У птенцов подрастают крылья - Скребицкий Георгий Алексеевич. Страница 3
Мы свернули в переулок и чуть не бегом вбежали в театр. Только в раздевалке перевели дух. На спектакль мы явились почти первыми.
— Вот и прекрасно, — сказала мама, — по крайней мере, разденемся не спеша. Терпеть не могу опаздывать.
Я уже и раньше бывал с мамой в театре: в опере Зимина на «Демоне», на «Золотом петушке» и даже один раз в Большом — на «Снегурочке». Большой театр поразил меня своей величиной, богатством и роскошью. Всюду золото, красный бархат, хрустальные люстры… Именно таким огромным, сверкающим, необыкновенно красивым и должен был быть, по тогдашним моим представлениям, настоящий театр; недаром же его и назвали «Большой».

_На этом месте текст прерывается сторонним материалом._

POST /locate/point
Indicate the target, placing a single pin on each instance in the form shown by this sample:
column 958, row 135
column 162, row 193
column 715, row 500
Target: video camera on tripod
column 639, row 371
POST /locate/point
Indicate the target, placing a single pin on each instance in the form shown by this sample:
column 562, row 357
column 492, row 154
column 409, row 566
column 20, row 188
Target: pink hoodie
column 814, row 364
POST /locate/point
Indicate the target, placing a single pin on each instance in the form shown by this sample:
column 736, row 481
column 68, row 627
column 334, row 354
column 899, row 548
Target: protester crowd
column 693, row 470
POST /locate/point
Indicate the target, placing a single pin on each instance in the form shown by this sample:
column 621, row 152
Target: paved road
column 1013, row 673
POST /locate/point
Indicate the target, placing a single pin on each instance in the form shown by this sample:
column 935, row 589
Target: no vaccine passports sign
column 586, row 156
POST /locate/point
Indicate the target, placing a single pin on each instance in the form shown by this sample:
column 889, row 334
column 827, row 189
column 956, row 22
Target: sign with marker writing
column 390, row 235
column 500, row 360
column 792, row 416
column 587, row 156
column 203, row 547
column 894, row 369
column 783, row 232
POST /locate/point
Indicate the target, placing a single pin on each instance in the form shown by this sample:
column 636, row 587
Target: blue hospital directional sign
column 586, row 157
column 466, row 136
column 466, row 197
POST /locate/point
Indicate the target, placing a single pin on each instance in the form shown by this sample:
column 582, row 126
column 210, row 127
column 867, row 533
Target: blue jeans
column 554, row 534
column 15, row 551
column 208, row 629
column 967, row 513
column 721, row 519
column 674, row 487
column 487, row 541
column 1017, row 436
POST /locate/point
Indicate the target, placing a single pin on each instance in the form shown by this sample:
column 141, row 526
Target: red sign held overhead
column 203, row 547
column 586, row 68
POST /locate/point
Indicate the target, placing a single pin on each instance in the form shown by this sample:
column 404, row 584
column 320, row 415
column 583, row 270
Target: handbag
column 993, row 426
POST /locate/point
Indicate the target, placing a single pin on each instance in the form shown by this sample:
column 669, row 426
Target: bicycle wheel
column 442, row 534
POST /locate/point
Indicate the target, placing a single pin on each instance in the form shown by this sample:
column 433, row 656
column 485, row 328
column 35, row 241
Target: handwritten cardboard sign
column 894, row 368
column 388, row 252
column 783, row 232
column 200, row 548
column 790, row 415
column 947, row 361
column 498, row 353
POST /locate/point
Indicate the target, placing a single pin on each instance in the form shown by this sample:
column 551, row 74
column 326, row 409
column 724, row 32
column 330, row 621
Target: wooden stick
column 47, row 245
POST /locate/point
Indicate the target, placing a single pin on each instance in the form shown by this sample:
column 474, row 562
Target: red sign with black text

Театр Зимина был поменьше и не такой нарядный, но тоже ничего — и люстры, и лепные украшения…
И вот теперь я в Художественном театре. Мама говорила, что билеты в него достать почти невозможно. И вдруг!.. Да какой же это театр? Стены в фойе отделаны темной дубовой панелью. Вдоль них такие же дубовые лавки. Ни лепных украшений, ни золота, ни бархата, ни сверкающих люстр. Я в недоумении осмотрелся по сторонам. Совсем и не похоже, что мы в театре.
Но зато все как то по-домашнему, какое-то особенно уютное.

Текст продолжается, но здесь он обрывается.